ゴミと希望のリザルト

 ハイエルフとの「対話」を終え、妹を救うために旅立った俺たち。

 逃げたとも言う。いや、俺たちの戦いはこれからだ。


 身長18センチの俺と、ケットシー族のマヌーという凸凹コンビは、乗り合い馬車で、ザルギッタという農村に着いた。


 馬車の駅にほど近い、キッキリキ亭という名前の簡素な宿屋で、二階の個室を取るという贅沢をした。素の俺も目立つし、大金とか持ってるから、シェア部屋だと不安なんだよな。

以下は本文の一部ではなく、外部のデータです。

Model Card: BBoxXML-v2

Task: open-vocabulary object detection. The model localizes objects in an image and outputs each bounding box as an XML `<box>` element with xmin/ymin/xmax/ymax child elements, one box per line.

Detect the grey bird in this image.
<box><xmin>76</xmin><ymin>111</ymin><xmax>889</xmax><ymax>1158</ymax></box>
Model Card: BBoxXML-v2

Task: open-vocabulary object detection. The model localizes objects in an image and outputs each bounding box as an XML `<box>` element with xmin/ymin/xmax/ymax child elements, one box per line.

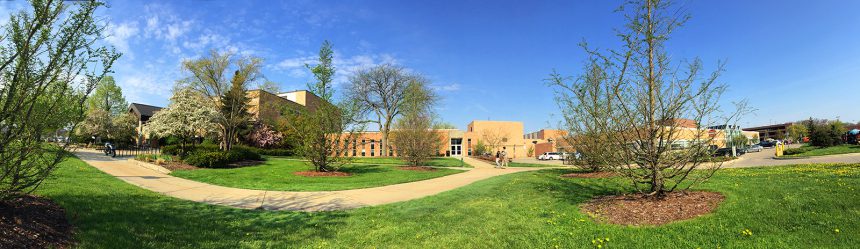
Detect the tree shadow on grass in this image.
<box><xmin>51</xmin><ymin>191</ymin><xmax>347</xmax><ymax>248</ymax></box>
<box><xmin>338</xmin><ymin>164</ymin><xmax>391</xmax><ymax>175</ymax></box>
<box><xmin>537</xmin><ymin>169</ymin><xmax>629</xmax><ymax>205</ymax></box>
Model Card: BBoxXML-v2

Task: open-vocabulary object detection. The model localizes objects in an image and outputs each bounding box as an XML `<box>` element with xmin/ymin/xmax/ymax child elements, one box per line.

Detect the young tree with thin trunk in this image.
<box><xmin>144</xmin><ymin>88</ymin><xmax>219</xmax><ymax>153</ymax></box>
<box><xmin>347</xmin><ymin>64</ymin><xmax>432</xmax><ymax>158</ymax></box>
<box><xmin>392</xmin><ymin>81</ymin><xmax>442</xmax><ymax>166</ymax></box>
<box><xmin>550</xmin><ymin>0</ymin><xmax>748</xmax><ymax>196</ymax></box>
<box><xmin>179</xmin><ymin>50</ymin><xmax>263</xmax><ymax>150</ymax></box>
<box><xmin>0</xmin><ymin>0</ymin><xmax>120</xmax><ymax>200</ymax></box>
<box><xmin>220</xmin><ymin>71</ymin><xmax>251</xmax><ymax>150</ymax></box>
<box><xmin>280</xmin><ymin>41</ymin><xmax>363</xmax><ymax>172</ymax></box>
<box><xmin>87</xmin><ymin>76</ymin><xmax>128</xmax><ymax>117</ymax></box>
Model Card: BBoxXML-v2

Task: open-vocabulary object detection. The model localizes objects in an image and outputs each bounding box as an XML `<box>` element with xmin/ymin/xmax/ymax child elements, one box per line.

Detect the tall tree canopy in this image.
<box><xmin>550</xmin><ymin>0</ymin><xmax>748</xmax><ymax>196</ymax></box>
<box><xmin>347</xmin><ymin>64</ymin><xmax>434</xmax><ymax>158</ymax></box>
<box><xmin>281</xmin><ymin>41</ymin><xmax>363</xmax><ymax>172</ymax></box>
<box><xmin>179</xmin><ymin>50</ymin><xmax>263</xmax><ymax>150</ymax></box>
<box><xmin>0</xmin><ymin>0</ymin><xmax>120</xmax><ymax>199</ymax></box>
<box><xmin>145</xmin><ymin>88</ymin><xmax>219</xmax><ymax>151</ymax></box>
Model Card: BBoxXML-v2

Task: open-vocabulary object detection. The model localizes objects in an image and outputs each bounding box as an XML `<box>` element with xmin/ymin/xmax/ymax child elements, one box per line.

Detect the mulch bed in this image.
<box><xmin>293</xmin><ymin>171</ymin><xmax>352</xmax><ymax>177</ymax></box>
<box><xmin>561</xmin><ymin>171</ymin><xmax>618</xmax><ymax>178</ymax></box>
<box><xmin>161</xmin><ymin>162</ymin><xmax>199</xmax><ymax>171</ymax></box>
<box><xmin>582</xmin><ymin>191</ymin><xmax>725</xmax><ymax>225</ymax></box>
<box><xmin>397</xmin><ymin>166</ymin><xmax>437</xmax><ymax>171</ymax></box>
<box><xmin>0</xmin><ymin>195</ymin><xmax>74</xmax><ymax>248</ymax></box>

 カッテージ・チーズ入りのパン粥と(ナッツを入れたら美味かった)、酸っぱいワイン?という夕食を駅の食堂で済ませる。宿に落ち着いたら、さっそく、俺はマヌーのベッドに乗せてもらった。ハイエルフのところから拾い集めた戦利品を、ずらりと並べる。


 デカ猫マヌーは、目を輝かせてそれらを眺めると……


「フギャー!」


 悲鳴を上げて、固い枕の上まで真後ろにジャンプした。そのモフ尻尾がブワッとふくらんでる。


 ドンドン!


 薄い壁の向こうから叩く音が響いた。騒音への抗議だ。


「マヌー、しーっ、しーっ!」


 あれっ、しーっ、って言って通じるのか?


「にゃ、にゃんだ、その耳は」


 マヌーは小声で言った。


「あっ、そう言えば」


 そう言えば、あのドジなハイエルフが自分で切り落とした耳も入れてたっけ。


「おいら今晩そこに寝るんだぞ。キモいことするにゃあ」


「悪い悪い」


 俺はマヌーを刺激しないよう、そのブツだけを魔包リュックに戻し、他のアイテムを枕から離して並べた。さて、その品揃えは……



 片方だけの、真偽判定イヤリング。使えるのか?


 金属の薔薇のような浄化魔法クレンジングの魔道具。茎の部分が無い。


 水を造り出す魔道具コースター、が欠けたもの。


 絹みたいな素材のストッキング、の片方で穴があいてる。


 切れ目の入った白銀の腕輪。


 高そうな宝石がついた白銀のブローチ、の残骸。


 つたのようなデザインの金のネックレス、の残骸。



「う~ん、正直な感想を言ってもいいかにゃ?」


「できれば言わないでくれ」


「ほとんどゴミだにゃ」


「言うなよ~俺だって少しそう思ってるのに……でもさ、宝石とか、金のカケラとか、素材はカネになるだろ?」


「本気で言ってるのかにゃ?」


「……言ってみただけ」


 そうなんだよな~ コネや知識もないのに宝石や貴金属を売ろうとしたら、冒険者とか悪徳商人とかに目を付けられるのがオチなんだよな~ でも、捨てるにはもったいないんだよな~


「あっ、でもさ、俺たちでも使えそうなモノもあるんだ。まず、清潔好きなマヌーなら喜びそうな、これ!」


 俺は浄化の魔道具パーツを両手で抱えた……が、何も起きなかった。


「で?」


 きっつう、猫顔の真顔はきっつう!

 は、はじぃ……顔が赤くなるのが判る。


「こ、これはたぶん、ここがブラブラしてるからダメなんだよっ」


 ストッキングの丈夫な細い糸をするっと抜く。この糸でとれかけた花びらを固定したら、きっと動くさ。


 動くといいな。


 そう思って、ん、よく見ると、花弁にあたる部分の奥に、何やら模様が見える……俺の手のひらぐらいの、小さな魔法陣だ。これが本体か。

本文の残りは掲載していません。